The U.S. government has also said Medicare’s hospital insurance fund will be depleted by 2026, or around the same time as planned in 2020. It released annual directors’ reports on both programs on Tuesday.

“The pandemic and its economic impact have had an effect on social security trust funds, and the future course of the pandemic is still uncertain,” said Acting Social Security Administration Commissioner Kilolo Kijakazi , in a press release.

“Yet social security will continue to play a vital role in the lives of 65 million beneficiaries and 176 million workers and their families in 2021.”

Social Security has two programs, one for retirees and another that provides disability benefits.

The government said the old age and survivors’ insurance trust fund would become unable to pay full benefits from 2033, a year earlier than expected last year, while the disability insurance trust fund would run out in 2057, 8 years earlier. According to the government, the hypothetical combined AVS and AI funds would become unable to pay the planned benefits in a timely manner in 2034, a year earlier.
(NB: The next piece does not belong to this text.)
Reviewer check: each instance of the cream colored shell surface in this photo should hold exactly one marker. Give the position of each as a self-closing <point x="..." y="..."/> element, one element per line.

Senior administration officials told reporters that the US economic recession caused by COVID has led to a decline in employment and therefore a decrease in payroll tax receipts, accelerating the depletion of Social Security reserves. .

They also said their latest projections took into account other effects of COVID and the recession, such as rising death rates, falling birth rates and lower immigration.

Annual reports have called for adjustments for years, but lawmakers in Washington are opposed to cutting benefits or raising taxes.

Opinion: If Social Security falls into crisis, voters will have no one to blame

The latest status updates for the two largest government benefit programs come after years of discussion of a retirement crisis in the United States, sparked by people saving too little for their twilight years even as retirement periods increase thanks to the increase in life expectancy.